MonkoftheFunk 898 days ago
Hotz... Is that you... Trying to learn to improve Twitter search? ;)
fiedzia 899 days ago
https://www.manning.com/books/relevant-search
Also "taming text"
[-]
- arooaroo 898 days ago
  Manning also have a book on Lucene, the library that powers Solr and ElasticSearch. IIRC the book covered how Lucene actually works under-the-good and would therefore act as a good reference on the subject in general.

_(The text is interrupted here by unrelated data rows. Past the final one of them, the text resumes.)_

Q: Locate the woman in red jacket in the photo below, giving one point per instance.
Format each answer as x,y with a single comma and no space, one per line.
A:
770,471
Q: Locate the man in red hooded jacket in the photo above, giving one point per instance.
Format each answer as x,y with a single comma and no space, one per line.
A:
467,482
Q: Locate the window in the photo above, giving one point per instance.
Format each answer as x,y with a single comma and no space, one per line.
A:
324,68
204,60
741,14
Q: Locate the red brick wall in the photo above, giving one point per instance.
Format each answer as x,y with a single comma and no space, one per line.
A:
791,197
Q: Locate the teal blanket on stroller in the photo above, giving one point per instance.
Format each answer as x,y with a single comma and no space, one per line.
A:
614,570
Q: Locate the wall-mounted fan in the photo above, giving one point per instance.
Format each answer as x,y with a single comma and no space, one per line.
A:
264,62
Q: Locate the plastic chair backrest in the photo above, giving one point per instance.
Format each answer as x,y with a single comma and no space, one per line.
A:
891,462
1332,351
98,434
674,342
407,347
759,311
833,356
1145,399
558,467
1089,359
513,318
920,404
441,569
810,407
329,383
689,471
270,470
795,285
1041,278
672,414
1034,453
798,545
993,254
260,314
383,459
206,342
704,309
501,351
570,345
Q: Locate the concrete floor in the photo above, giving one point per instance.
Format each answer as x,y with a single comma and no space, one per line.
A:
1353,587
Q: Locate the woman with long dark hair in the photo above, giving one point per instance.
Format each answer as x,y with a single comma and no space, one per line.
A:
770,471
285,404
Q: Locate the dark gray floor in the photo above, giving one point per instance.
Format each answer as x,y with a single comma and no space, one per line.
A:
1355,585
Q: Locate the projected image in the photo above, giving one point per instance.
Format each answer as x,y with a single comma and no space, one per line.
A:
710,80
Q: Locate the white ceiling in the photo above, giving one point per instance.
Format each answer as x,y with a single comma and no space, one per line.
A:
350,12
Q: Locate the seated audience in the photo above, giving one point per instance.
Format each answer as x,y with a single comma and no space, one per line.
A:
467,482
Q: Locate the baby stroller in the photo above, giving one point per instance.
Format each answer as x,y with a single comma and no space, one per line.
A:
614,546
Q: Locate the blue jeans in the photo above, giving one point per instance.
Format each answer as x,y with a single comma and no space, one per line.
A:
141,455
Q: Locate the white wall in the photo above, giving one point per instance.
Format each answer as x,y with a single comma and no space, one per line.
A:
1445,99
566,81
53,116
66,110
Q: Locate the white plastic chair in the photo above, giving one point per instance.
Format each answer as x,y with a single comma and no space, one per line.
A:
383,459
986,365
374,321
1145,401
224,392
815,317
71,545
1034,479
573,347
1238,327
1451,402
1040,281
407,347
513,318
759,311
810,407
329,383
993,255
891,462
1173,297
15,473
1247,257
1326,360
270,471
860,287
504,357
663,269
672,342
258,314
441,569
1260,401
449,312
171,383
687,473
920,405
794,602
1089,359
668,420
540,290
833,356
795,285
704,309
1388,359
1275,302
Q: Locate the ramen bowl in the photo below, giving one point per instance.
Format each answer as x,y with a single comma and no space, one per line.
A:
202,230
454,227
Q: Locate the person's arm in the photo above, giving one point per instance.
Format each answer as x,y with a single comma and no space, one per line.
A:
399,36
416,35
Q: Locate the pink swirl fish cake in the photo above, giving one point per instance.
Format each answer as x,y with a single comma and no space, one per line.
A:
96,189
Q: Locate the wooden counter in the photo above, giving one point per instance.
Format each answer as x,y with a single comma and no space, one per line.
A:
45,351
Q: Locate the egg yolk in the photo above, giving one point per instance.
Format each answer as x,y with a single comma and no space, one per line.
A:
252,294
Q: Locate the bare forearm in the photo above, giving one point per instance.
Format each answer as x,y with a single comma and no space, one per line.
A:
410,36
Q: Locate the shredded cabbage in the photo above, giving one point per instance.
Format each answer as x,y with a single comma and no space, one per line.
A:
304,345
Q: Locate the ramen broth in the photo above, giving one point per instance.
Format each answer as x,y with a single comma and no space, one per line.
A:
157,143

- gardenfelder 898 days ago
  Taming Text is about building a question-answering system; it came out about the time Watson came online; it's not a plan, rather a cookbook of experiments using Apache products like Solr and OpenNLP, but is a great tutorial on how question answering works.
vdfs 898 days ago
Lucene in Action, good introduction to Lucene, which can be helpful to learn ElasticSearch (most used FTS these days)
[-]
- _tom_ 898 days ago
  Lucene in Action covers Lucene 3.0, and is from 2010. Current version is 9.4.2. So much has changed.
tgv 898 days ago
Check the literature of open courses on Text Retrieval. E.g. https://stanford.edu/class/cs276/
Beefin 898 days ago
series of tutorials and comparisons that aim to teach a foundations about vector search:
https://vectorsearch.dev/
cb321 898 days ago
It's all in the Nim programming language, but if you prefer reading code or running diffs then you might get a vague sense of (some) low level nuts & bolts from: https://github.com/c-blake/nimsearch
User23 898 days ago
Is there some better alternative to Knuth-Morris-Pratt or Boyer-Moore? Both can easily be adapted to regular expression matching and as far as I know there’s no faster algorithm that doesn’t do preprocessing.
Beefin 898 days ago
Stanford's NLP course:
https://www.youtube.com/playlist?list=PLoROMvodv4rOSH4v6133s...
leeseonwook 898 days ago
123
[-]
- leeseonwook 898 days ago
  456
unixhero 898 days ago
Just use Postgres fulltext Search, its good enough http://rachbelaid.com/postgres-full-text-search-is-good-enou...
[-]
- johnthescott 898 days ago
  for postgres, i highly recommend the rum index over the core fts. rum is written by postgrespro, who also wrote core fts and json indexing in pg.
```
    https://github.com/postgrespro/rum
```
  rum handles +20mil pdf pages, interactively.
  [-]
  - SPBS 898 days ago
    Pleasantly surprised that RUM is just a drop-in replacement for the built-in GIN index, you can still use Postgres' native FTS operations with it.
  - unixhero 898 days ago
    Sounds very interesting. Never heard of rum, thank you for suggesting it.